Hey, thanks Raymond! Flattery will get you everywhere. I'm switching online brokers!

It's interesting that so much is being made of this story, although it is hardly something new. Take a look at what people in the software industry have been saying for years. Guy Kawasaki says "Don't worry, be crappy!" Richard Gabriel explained why "Worse Is Better"... and frankly, from a software business perspective, both are right.

In my prior experience doing QA in the software industry, we had the thumbscrews put on us numerous times to ship software that we didn't think was ready to go out the door. Talk to anyone in QA... the pressure is definitely there. All the 80 hour weeks leading up to a major release don't matter, because if there are still bugs in the software, it is obviously your fault for them being there, right?!
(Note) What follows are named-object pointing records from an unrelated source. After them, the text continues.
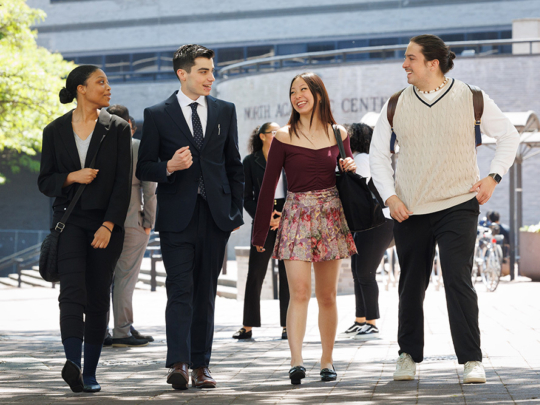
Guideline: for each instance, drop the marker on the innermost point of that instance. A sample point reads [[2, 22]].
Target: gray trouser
[[126, 275]]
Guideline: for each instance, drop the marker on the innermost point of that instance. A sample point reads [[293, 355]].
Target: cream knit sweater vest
[[436, 163]]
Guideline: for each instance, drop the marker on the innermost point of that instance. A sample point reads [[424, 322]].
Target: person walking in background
[[436, 195], [139, 222], [313, 228], [91, 242], [190, 148], [370, 244], [254, 167]]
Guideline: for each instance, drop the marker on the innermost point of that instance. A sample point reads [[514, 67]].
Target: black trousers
[[258, 264], [193, 259], [454, 230], [85, 278], [371, 246]]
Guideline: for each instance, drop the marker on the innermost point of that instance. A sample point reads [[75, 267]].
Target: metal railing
[[341, 55]]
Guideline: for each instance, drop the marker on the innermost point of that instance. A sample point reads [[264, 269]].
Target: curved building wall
[[355, 89]]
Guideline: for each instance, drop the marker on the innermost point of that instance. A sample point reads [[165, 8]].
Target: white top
[[202, 110], [494, 124], [362, 168], [82, 147]]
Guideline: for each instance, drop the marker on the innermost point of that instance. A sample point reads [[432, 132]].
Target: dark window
[[117, 63]]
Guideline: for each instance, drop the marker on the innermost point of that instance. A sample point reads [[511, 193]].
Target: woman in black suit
[[254, 166], [92, 239]]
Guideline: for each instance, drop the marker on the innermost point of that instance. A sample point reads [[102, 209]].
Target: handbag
[[48, 256], [360, 199]]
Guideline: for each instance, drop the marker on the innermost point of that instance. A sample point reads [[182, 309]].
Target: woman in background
[[254, 167], [91, 242], [370, 244]]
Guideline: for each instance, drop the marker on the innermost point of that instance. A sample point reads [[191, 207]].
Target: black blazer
[[164, 132], [111, 189], [254, 167]]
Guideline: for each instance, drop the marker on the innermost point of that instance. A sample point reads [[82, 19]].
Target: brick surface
[[255, 371]]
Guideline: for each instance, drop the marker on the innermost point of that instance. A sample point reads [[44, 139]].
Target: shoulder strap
[[478, 104], [62, 224], [339, 141], [390, 111]]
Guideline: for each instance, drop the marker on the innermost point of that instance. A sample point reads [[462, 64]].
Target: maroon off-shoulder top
[[306, 170]]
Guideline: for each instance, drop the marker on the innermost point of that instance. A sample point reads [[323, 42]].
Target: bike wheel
[[492, 270]]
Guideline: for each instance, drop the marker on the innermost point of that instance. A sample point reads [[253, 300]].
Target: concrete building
[[133, 41]]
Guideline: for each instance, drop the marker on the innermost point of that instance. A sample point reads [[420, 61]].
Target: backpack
[[478, 104]]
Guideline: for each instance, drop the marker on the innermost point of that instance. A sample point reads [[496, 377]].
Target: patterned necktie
[[198, 135]]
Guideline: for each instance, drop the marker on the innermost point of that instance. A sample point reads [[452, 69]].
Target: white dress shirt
[[202, 110], [494, 124]]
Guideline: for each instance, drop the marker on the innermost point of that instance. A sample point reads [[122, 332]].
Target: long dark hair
[[434, 48], [76, 77], [321, 103], [255, 141], [360, 135]]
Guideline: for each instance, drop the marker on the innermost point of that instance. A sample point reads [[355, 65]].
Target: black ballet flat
[[328, 375], [296, 374], [92, 388], [71, 373]]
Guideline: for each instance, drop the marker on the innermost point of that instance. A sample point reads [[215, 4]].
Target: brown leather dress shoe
[[178, 376], [201, 378]]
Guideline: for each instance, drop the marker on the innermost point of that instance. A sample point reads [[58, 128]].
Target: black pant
[[258, 263], [371, 246], [454, 230], [85, 278], [193, 259]]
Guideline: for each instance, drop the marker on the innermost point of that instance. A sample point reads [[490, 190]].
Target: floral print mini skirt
[[313, 228]]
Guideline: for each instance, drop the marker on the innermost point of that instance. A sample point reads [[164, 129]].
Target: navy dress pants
[[193, 259]]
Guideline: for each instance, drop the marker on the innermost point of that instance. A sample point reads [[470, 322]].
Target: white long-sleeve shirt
[[494, 124]]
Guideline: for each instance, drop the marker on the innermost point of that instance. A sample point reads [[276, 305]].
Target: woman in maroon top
[[313, 228]]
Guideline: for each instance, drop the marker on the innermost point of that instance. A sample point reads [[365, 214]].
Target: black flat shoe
[[328, 375], [296, 374], [242, 334], [71, 373], [92, 388]]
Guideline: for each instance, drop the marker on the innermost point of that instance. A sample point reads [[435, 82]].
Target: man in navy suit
[[189, 147]]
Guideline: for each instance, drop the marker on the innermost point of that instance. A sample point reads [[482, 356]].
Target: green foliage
[[30, 79]]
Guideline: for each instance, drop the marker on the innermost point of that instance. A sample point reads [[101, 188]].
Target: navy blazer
[[165, 130], [111, 189]]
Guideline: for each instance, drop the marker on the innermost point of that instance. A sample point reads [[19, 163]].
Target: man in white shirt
[[190, 148], [436, 194]]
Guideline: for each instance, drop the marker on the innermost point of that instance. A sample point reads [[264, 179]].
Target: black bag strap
[[62, 223]]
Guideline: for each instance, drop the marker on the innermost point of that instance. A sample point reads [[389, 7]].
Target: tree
[[30, 79]]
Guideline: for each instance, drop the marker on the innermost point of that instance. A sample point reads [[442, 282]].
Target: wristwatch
[[495, 177]]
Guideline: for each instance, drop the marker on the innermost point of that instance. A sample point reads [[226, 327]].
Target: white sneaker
[[405, 368], [474, 372]]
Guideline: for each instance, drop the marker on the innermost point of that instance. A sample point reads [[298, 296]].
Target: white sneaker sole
[[403, 377], [474, 380]]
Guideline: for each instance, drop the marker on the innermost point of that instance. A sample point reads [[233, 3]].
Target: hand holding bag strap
[[60, 225]]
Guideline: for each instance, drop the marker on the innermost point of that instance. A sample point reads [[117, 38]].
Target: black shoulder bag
[[48, 256], [360, 199]]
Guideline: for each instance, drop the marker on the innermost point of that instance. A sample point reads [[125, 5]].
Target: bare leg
[[326, 280], [299, 277]]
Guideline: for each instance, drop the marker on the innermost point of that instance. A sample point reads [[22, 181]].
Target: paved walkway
[[255, 371]]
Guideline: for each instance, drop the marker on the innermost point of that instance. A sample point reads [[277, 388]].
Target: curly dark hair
[[255, 141], [360, 136]]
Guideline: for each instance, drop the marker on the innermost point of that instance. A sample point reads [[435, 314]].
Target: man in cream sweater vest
[[435, 196]]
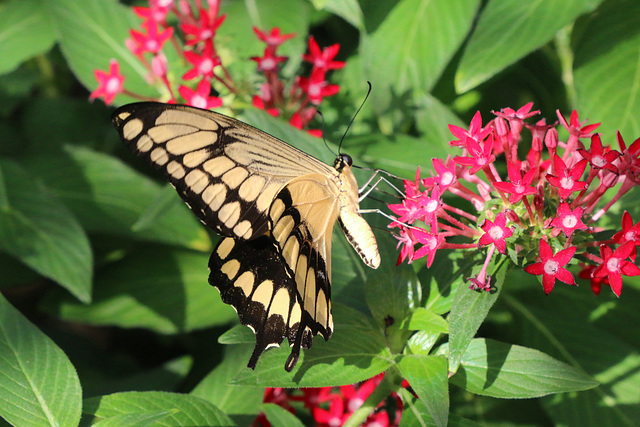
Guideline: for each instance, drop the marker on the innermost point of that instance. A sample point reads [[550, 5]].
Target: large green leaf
[[25, 31], [41, 232], [411, 48], [39, 385], [510, 29], [357, 351], [162, 289], [496, 369], [109, 197], [607, 70], [154, 408]]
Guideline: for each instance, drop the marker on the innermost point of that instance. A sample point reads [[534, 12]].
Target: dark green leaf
[[39, 230], [40, 386], [182, 409], [427, 375], [492, 368]]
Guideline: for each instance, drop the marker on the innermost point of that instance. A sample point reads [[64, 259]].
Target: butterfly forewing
[[275, 204]]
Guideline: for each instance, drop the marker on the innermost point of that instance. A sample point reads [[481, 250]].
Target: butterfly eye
[[341, 161]]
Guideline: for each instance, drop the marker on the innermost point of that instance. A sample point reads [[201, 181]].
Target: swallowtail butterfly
[[275, 207]]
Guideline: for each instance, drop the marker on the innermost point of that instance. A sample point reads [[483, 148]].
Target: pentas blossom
[[207, 81], [333, 406], [551, 196]]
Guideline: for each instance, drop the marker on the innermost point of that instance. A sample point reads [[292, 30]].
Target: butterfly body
[[275, 206]]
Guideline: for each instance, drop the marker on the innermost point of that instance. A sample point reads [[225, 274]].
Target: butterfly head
[[342, 161]]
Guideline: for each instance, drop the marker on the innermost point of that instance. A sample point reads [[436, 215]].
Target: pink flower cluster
[[544, 209], [331, 406], [207, 78]]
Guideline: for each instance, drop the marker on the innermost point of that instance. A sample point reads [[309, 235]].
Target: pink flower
[[569, 220], [203, 64], [109, 84], [269, 61], [552, 266], [274, 38], [152, 41], [323, 59], [615, 264], [597, 157], [519, 187], [496, 232], [200, 97], [316, 87], [566, 180]]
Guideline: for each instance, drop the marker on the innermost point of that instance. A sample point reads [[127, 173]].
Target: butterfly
[[275, 207]]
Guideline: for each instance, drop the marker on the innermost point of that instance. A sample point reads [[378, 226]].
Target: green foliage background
[[106, 312]]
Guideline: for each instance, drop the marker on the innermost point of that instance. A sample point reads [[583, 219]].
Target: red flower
[[323, 59], [200, 97], [630, 233], [575, 127], [204, 64], [475, 132], [269, 61], [152, 41], [569, 220], [274, 38], [109, 84], [496, 232], [614, 265], [205, 29], [566, 180], [552, 266], [479, 155], [597, 157], [519, 187], [316, 87]]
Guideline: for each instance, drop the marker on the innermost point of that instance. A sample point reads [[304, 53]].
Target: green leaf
[[40, 386], [356, 352], [173, 408], [109, 197], [510, 29], [606, 75], [427, 375], [278, 416], [39, 230], [161, 289], [496, 369], [469, 311], [231, 398], [411, 48], [90, 33], [25, 31]]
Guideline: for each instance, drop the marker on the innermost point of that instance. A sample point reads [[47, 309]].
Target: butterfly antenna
[[354, 116], [318, 112]]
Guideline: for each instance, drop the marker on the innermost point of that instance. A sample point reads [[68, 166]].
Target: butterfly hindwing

The answer, I think, isn't just open source. The answer is for some sort of open source group to work with companies to not only adopt open source software as a standard within x amount of time, but also to dedicate money to hiring developers to improve the software they use. If these two elements could be combined somehow, a lot more progress would be made and everyone would benefit.
posted by insomnia_lj at 3:05 AM on October 21, 2001


I think the difference now is that this story covers the issues at the CIO level. In the past, the CIOs of the world were generally not aware/concerned of the problems in the software they'd purchased (after all, the sales guy assured him it was great over that four-figure dinner) and might even have blamed their staff for the implementation problems. This lead to people sneaking in other software or, if possible, not using the software at all - all quite unofficial and while it made their lives easier, it doesn't hurt the vendor.

If enough top-level managers realize how their traditional trust of the software and hardware vendors has been abused and start demanding better quality, we might see changes happen much faster than if the changes creap in from the bottom. A single large company announcing that, say, it will be using StarOffice 6 instead of Office XP would get a great deal of from Redmond.